Le mercato timide des clubs français

A une semaine de la reprise de la Ligue 1, le marché des transferts est resté bien calme, très calme. Les grosses écuries du championnat sont discrètes et n’ont pas annoncé de gros coups. Une inter-saison bien sage, qui pourrait s’avérer payante.

LES JEUNES LYONS

L’Olympique Lyonnais fait le choix de la jeunesse. Jimmy Briand est la seule recrue des joueurs de Claude Puel pour moins de 10 millions. Rien d’autre pour le moment. L’ OL, demi-finaliste de la Ligue des champions est dans l’attente et a laissé la place aux jeunes joueurs formés par le club lors des matchs amicaux, dont certains Champions d’Europe des moins de 19 ans. Les résultats de la nouvelle génération sont prometteurs. L’absence de recrutement pourrait être un signe en leur faveur.

L’OM, DISCRETE

Le champion de France fait preuve de patience et de discrétion. Un seul joueur est arrivé du côté de la Canebière et il n’est pas encore une star. César Azpilicueta, défenseur latéral de 21 ans, est une trouvaille de Deschamps et du staff olympien, considérée comme un futur grand, pour 7 millions d’euros. Il remplace Bonnart, parti. Voilà. Rien n’est encore fait pour un attaquant de grande classe censé renforcer l’équipe pour passer le premier tour de la Ligue des Champions.

LILLE MISE SUR LA DUREE

Une seule recrue à Lille : Moussa Sow en fin de contrat à Rennes a rejoint la séduisante équipe du LOSC. Rien d’autre et aucune autre arrivée n’est programmée. Le président Michel Seydoux a annoncé que le Mercato était clos : plus d’arrivées et pas de départs. Gervinho et Rami devraient rester pour jouer l’Europe League l’an prochain, malgré les yeux doux de quelques grands clubs. A Lille, on mise sur la durée, et compte-tenu du jeu produit l’an dernier, la stabilité de l’effectif pourrait être la clé de la réussite.

MONTPELLIER MALIN

A Montpellier aussi le recrutement est terminé, des mots même du président Nicollin.
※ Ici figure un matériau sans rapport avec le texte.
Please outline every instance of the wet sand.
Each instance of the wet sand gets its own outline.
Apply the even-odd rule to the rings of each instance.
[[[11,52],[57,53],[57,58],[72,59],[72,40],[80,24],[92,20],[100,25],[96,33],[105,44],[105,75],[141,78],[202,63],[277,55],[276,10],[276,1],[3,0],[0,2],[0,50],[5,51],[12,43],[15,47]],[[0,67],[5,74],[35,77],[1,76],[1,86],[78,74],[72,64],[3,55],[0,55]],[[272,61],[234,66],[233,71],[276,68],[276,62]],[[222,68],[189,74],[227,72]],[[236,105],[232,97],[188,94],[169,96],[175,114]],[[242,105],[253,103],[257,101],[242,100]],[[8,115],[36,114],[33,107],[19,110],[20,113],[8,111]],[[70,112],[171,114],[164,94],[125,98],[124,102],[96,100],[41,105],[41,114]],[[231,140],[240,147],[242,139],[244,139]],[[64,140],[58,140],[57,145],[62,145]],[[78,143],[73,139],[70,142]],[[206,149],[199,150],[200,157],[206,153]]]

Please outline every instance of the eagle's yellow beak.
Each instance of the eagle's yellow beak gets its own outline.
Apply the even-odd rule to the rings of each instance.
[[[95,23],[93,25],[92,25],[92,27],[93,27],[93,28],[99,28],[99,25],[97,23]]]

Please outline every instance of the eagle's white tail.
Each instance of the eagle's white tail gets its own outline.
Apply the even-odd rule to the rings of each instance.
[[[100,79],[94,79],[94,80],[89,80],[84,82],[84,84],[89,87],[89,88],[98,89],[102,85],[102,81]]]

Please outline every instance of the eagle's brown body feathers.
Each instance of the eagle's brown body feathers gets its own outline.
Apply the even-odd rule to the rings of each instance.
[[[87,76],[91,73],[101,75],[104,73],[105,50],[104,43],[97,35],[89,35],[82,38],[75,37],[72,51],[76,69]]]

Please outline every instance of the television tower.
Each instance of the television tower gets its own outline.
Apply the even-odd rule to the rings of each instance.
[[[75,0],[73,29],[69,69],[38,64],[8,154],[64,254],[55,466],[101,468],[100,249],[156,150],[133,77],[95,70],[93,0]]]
Les jeunes du centre de formation devraient venir renforcer l’effectif et la seule recrue du Mercato a déjà frappé : Olivier Giroud, meilleur buteur et joueur de Ligue 2 l’an dernier, a rejoint l’équipe surprise de Ligue 1, et a déjà frappé contre les Hongrois de Györ, au troisième tour préliminaire de la Ligue Europa. Giroud, meilleur buteur de ligue 1, on parie ?

LE CALME BORDELAIS

Les Girondins recrutent un défenseur serbe de 20 ans, Vujadin Savic : prime à la jeunesse. Il semble que sa marge de progression soit importante. Un vent de fraîcheur souffle sur la défense bordelaise, d’autant que Planus est blessé jusqu’à la fin du mois d’août. En attaque, Chamakh est parti à Arsenal. Cavenaghi prend sa place. Les joueurs formés au club devraient faire leur première arme. RAS.

NENE ET LE PSG

C’est la seule recrue jusqu’ici et certainement la seule du Mercato pour le club de la capitale, mais non des moindres. Le milieu de terrain offensif brésilien Nenê a réussi ses matchs amicaux et fera beaucoup de bien au milieu de terrain parisien. Bodmer en manque de temps de jeu a rejoint le PSG, histoire de retrouver une seconde jeunesse. Les finances du club ne permettront pas de faire d’autres emplettes, en tout cas pas avant d’avoir dégraissé l’effectif. Départs à prévoir.

AUXERRE L’EUROPEEN

Anthony Le Tallec, ancien jeune prometteur du football français, a posé ses valises en Bourgogne. Jean Fernandez n’a pas dit son dernier mot : l’entraîneur auxerrois souhaite enrôler le lillois Obraniak. Mais les négociations âpres avec le LOSC n’ont pas encore permis de faire signer le milieu de terrain offensif. Pour le moment donc, Auxerre n’a presque pas changé une équipe qui gagne. A suivre.